One cardiologist who, like me, is concerned about what is happening to private-practice cardiologists all over the country put it like this. "What really baffles us," he began, "is the lack of loyalty. They forget that for years, we were the team that got up at night to take care of patients and missed loads of family time in dogged dedication to the hospital's needs. Though the stance seems to be, 'You were paid well for your time, and you should be grateful for that much,' it's still difficult to imagine that the hospital and even other physicians whose patients we have served well have forgotten our past service. I know one patient got three echos ordered in one month, simply because one hand did not know what the other was doing. If they had called us first, we could have saved the patient time and money. Recently, though, we were informed that the hospital instructed their new hires to send all testing to the hospital."
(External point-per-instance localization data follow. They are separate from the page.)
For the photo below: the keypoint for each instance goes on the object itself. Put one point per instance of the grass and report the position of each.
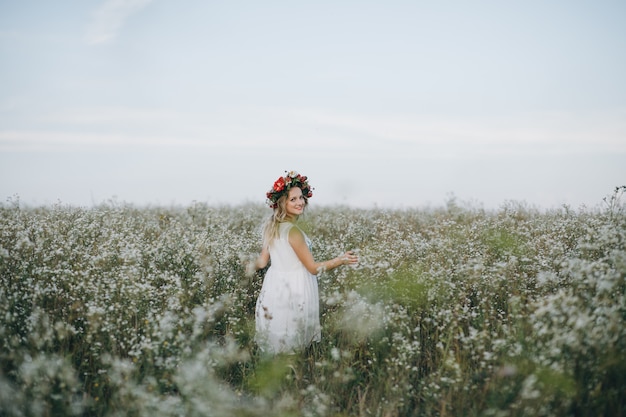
(453, 311)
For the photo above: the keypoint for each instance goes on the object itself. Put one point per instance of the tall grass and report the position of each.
(453, 311)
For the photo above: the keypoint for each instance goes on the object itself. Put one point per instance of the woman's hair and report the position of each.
(270, 229)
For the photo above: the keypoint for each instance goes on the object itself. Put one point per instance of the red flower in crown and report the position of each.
(279, 185)
(283, 184)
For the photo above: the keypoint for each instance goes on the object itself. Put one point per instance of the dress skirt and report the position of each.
(287, 310)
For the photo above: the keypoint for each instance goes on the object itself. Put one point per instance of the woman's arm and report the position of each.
(259, 263)
(263, 259)
(298, 243)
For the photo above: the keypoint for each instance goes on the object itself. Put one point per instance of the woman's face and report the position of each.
(295, 202)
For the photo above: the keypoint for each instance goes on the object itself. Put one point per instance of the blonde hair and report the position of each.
(270, 229)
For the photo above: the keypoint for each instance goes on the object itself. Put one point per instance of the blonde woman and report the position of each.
(287, 310)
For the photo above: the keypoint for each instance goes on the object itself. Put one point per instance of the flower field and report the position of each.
(453, 311)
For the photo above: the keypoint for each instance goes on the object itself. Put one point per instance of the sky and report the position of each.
(380, 103)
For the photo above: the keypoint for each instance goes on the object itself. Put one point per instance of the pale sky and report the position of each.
(380, 103)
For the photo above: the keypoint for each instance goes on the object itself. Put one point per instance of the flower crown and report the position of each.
(283, 184)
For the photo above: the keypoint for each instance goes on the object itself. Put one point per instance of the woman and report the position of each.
(287, 310)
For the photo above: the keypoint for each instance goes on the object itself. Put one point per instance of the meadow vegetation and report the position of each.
(455, 310)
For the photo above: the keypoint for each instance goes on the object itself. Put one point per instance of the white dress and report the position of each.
(287, 310)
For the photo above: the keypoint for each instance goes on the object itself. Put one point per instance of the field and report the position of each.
(455, 310)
Another seasoned private-practice cardiologist related it in a different way. "The hospital governing board and members of the administration have been told over and over again about issues in the department—lack of staffing, wait times of up to several weeks just to get a stress exam performed, lack of communication with outpatients regarding life-saving dietary instruction, hypertension education, smoking cessation, etc—but no one steps up or makes an effort to improve things. Private-practice cardiologists who've worked in our city for years are told that they cannot make suggestions for positive change unless they go through the newly anointed figurehead. There is a decline in quality of communication that could positively impact patient care, and nothing happens."
These days, my partner often points out that he is in a different place in life's journey from me. He has the option to retire, but for the love of the game—and rightly so for a former star Vanderbilt running back—he still plans to play for many years to come. Although I have other options and can practice in a different region of the US or pursue other interests, I am in love with cardiology. My family and my husband's family live here in south-central Kentucky. I have so many grateful and wonderful patients that I am motivated to at least retain Glasgow, KY as my home base.
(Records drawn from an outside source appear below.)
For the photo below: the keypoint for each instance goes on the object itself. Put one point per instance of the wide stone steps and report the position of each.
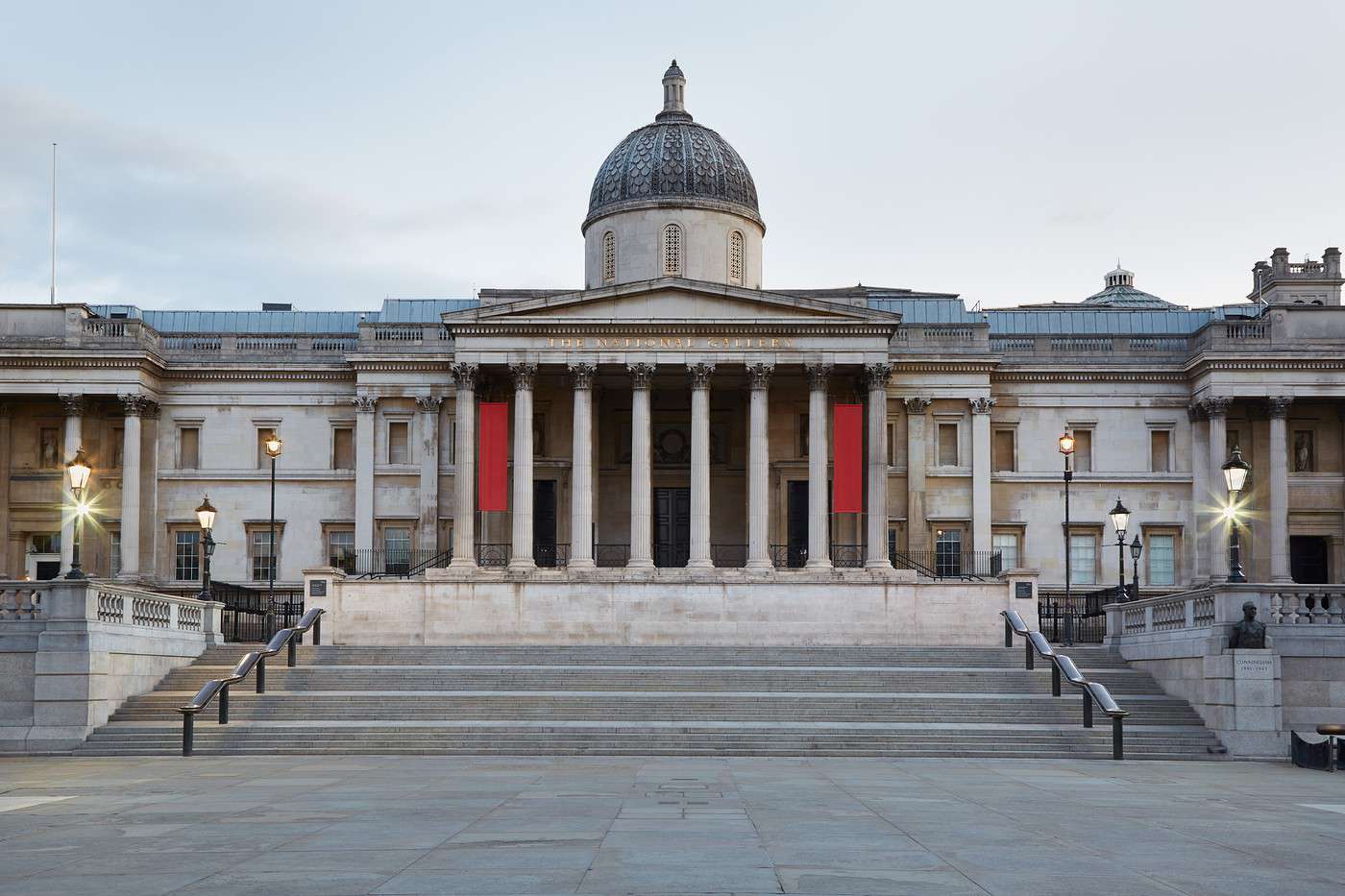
(701, 701)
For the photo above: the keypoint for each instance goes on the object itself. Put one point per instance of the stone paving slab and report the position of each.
(394, 826)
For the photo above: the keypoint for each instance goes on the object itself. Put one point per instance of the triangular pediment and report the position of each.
(672, 301)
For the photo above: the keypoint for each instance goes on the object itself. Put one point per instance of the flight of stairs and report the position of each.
(720, 701)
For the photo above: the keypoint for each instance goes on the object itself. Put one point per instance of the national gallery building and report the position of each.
(675, 420)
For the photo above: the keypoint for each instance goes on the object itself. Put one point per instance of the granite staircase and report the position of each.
(693, 701)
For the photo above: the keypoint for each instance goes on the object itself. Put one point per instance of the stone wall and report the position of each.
(665, 607)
But what is the firmly established private-practice cardiology team to do in this new world of hospital acquisition? In the late 1980s, when I finished med school, my parents gave me what I still think is the best advice. "Always work hard. Smile and support others when they do a good job. Shake hands with your patients warmly, and dedicate yourself to making them feel better both physically and emotionally. Let them know you are happy to see them, and the rest will come naturally. If you do these things, with the best intentions, you will be successful. If others are not behaving honorably, their actions will catch up with them."
My parents' formula for success should work for everyone, not just cardiologists: it's excellent advice that should hold up through the ages. But the rules of the medicine game are changing—are hard work and best practices rewarded? Is the patient, rather than the hospital or the physician, the center of everything we do? Some days, in some places . . . I wonder.